Nat was then free to give the shell his full attention. Rot had run rampant through pretty much every area of the Classic, so much so that pretty much all metal from the middle of the doors downwards eventually had to be replaced. It was a long-winded process, one not helped by the poor fit and quality of some of the repair sections purchased, almost all of which had to be extensively modified before fitment. 

The shell and chassis, the latter actually from a ’98 Disco, were then blasted and, in a further nod towards enhanced anti-corrosion, zinc metal sprayed.

The decision to plump for an OM606, complete with Holset HX35 turbo, obviously dictated the choice of transmission, Nat opting to go for the proven AMG ML55 autobox. This in itself had a bearing on other aspects of the drive train, namely the transfer box (actually an LT230) and LSD centre differential. This is connected to the Mercedes gearbox by means of an adaptor plate from Red Winches. 

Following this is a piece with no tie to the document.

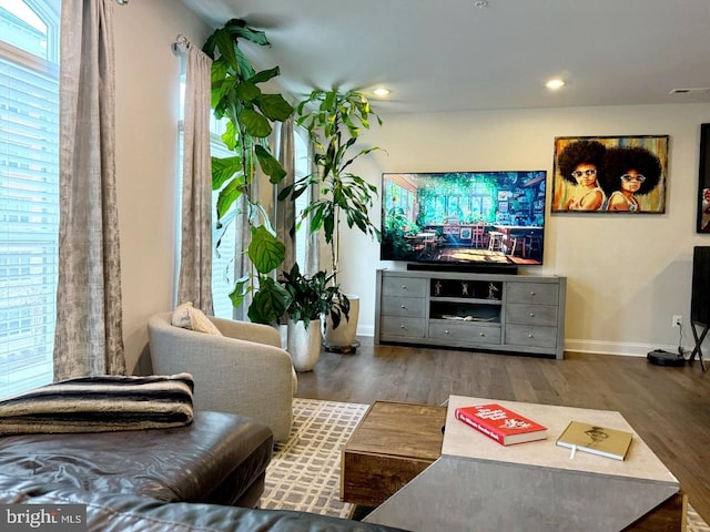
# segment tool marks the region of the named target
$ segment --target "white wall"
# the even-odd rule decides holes
[[[376,105],[375,105],[376,109]],[[683,316],[689,324],[693,245],[710,245],[696,233],[700,124],[710,104],[490,111],[383,115],[382,127],[362,135],[374,152],[355,168],[379,185],[382,172],[476,170],[548,171],[545,265],[520,273],[567,276],[566,349],[645,355],[674,349]],[[549,215],[554,139],[589,135],[670,135],[665,214]],[[379,223],[379,205],[372,213]],[[372,335],[375,269],[404,267],[379,260],[378,245],[347,232],[341,284],[361,295],[358,332]]]
[[[173,307],[179,33],[202,47],[212,32],[175,0],[114,8],[115,141],[123,338],[131,370],[145,350],[148,317]]]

The OM606 has only just been craned into position, and already Nat is pondering its replacement.

“I’m considering swapping it for the OM613, the common rail Mercedes diesel, if and when the suitable ECU ‘hack’ becomes available…and if I just don’t get along with diesel power, then I’ll rip it out and got for an LS motor of some kind.”

Sending upwards of 300bhp through the axles of a late ‘70s Range Rover will clearly ask some rather difficult questions of its standard, BL era axles. If Nat does opt to go down the LS route, then said axles really will be all out of ideas and will be replaced, most likely those from a ‘Snatch’ Land Rover. 

As for the colour the Classic now sports, well, that’s actually the same shade of Opalescent Gunmetal – the very same shade as used on the Jaguar XJC ‘430’ project! 

“I’m planning on keeping it very simple in terms of exterior styling, in fact the only real changes will be OEM in nature; I’ll be ‘backdating’ the front end, fabricating some steel bumpers and fitting the steel slat style grille from the series one Range Rover. I’ll also eventually delete all the exterior body mouldings to give a cleaner overall appearance.”

While still some way off being required, Nat’s already decided on the wheels he’ll ultimately run – 8x18in ‘Boost’ alloys, optional extras on up-spec Land Rover Defenders. You know the kind, the ones commonly seen in central London and never likely to cross a muddy field, much less a hill. 

We’ll keep you posted as to Nat’s progress as the build takes shape.